This is a story about NFL players that has nothing to do with labor, lockouts and lawyers.
It's a story about Vikings tackle Bryant McKinnie, yet it shines a light on something other than TMZ, Twitter or the size of the big man's Hollywood bar tab.
No, this is a story about 10 NFL players and their time spent helping on two charitable missions in Africa this month.
"Life-changing missions," said Brady Forseth, executive director of the Eden Prairie-based Starkey Hearing Foundation.
These are the kind of missions that have seen a poor Rwandan family walk 30 kilometers so a young boy can hear his mother's voice for the first time in his life.

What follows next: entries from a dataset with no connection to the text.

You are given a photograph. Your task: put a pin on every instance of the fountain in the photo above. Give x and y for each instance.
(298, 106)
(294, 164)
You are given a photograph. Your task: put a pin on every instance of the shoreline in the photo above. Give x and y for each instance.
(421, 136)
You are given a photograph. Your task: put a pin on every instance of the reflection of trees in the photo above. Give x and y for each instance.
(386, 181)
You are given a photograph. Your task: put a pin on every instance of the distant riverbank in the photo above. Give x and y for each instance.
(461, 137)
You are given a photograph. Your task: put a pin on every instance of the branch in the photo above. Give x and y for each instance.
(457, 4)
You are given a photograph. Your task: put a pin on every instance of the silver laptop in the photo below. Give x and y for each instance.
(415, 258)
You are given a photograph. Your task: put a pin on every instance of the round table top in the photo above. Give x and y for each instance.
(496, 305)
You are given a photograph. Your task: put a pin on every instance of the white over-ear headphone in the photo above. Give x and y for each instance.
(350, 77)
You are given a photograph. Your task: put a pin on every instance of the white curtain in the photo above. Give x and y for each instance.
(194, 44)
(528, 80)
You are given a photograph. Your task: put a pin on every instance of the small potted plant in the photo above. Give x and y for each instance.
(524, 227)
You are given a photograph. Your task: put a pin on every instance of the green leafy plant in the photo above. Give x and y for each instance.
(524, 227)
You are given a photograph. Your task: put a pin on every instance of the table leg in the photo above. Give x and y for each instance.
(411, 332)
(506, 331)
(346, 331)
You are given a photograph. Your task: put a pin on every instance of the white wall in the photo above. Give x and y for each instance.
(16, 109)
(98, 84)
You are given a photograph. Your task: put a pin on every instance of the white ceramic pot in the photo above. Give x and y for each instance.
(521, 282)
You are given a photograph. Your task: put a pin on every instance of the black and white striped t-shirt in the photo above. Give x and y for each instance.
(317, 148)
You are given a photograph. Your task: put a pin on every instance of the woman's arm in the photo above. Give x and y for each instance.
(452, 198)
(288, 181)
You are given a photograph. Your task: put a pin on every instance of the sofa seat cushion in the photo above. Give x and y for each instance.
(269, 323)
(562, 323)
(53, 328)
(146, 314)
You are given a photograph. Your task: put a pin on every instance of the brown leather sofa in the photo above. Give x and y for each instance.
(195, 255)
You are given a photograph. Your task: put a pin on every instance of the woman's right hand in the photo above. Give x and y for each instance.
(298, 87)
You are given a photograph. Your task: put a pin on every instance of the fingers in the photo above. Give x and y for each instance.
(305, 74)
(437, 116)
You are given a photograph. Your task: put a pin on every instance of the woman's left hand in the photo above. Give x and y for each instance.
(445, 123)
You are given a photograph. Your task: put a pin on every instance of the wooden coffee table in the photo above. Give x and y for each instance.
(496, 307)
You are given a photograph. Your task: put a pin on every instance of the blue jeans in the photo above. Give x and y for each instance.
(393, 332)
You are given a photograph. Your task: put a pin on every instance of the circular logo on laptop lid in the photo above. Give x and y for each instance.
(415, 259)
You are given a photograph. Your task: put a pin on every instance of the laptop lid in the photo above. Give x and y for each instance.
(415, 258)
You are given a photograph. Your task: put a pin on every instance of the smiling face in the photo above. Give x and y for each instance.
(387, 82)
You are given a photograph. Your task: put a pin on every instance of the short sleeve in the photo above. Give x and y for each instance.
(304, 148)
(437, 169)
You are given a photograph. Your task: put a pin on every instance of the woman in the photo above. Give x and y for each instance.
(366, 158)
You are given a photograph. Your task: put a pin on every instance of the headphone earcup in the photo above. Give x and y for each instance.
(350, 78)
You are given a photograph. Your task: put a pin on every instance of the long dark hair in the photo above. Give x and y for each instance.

These are the kind of missions that have seen a 113-year-old woman hear for the first time since she was 52. This particular Starkey mission will see more than 22,000 free state-of-the-art hearing aids and a year's supply of batteries delivered in just 24 days.
"You see a life change right before your eyes," Forseth said. "You experience it and, well, sometimes there aren't enough tissues in the Kleenex box. For them or you."
McKinnie, Vikings running back Adrian Peterson and Cardinals receiver Larry Fitzgerald Jr. are among the players who left this week for Africa. Peterson is one of the co-founders of "Pros For Africa," a non-profit relief organization that helps provide basic needs for children in Africa.
Fitzgerald, a Minneapolis native, is a supporter of the Starkey Hearing Foundation. So when the Pros For Africa and the hearing foundation ended up scheduling separate missions to Africa this month, an All-Pro union of helping hands was formed.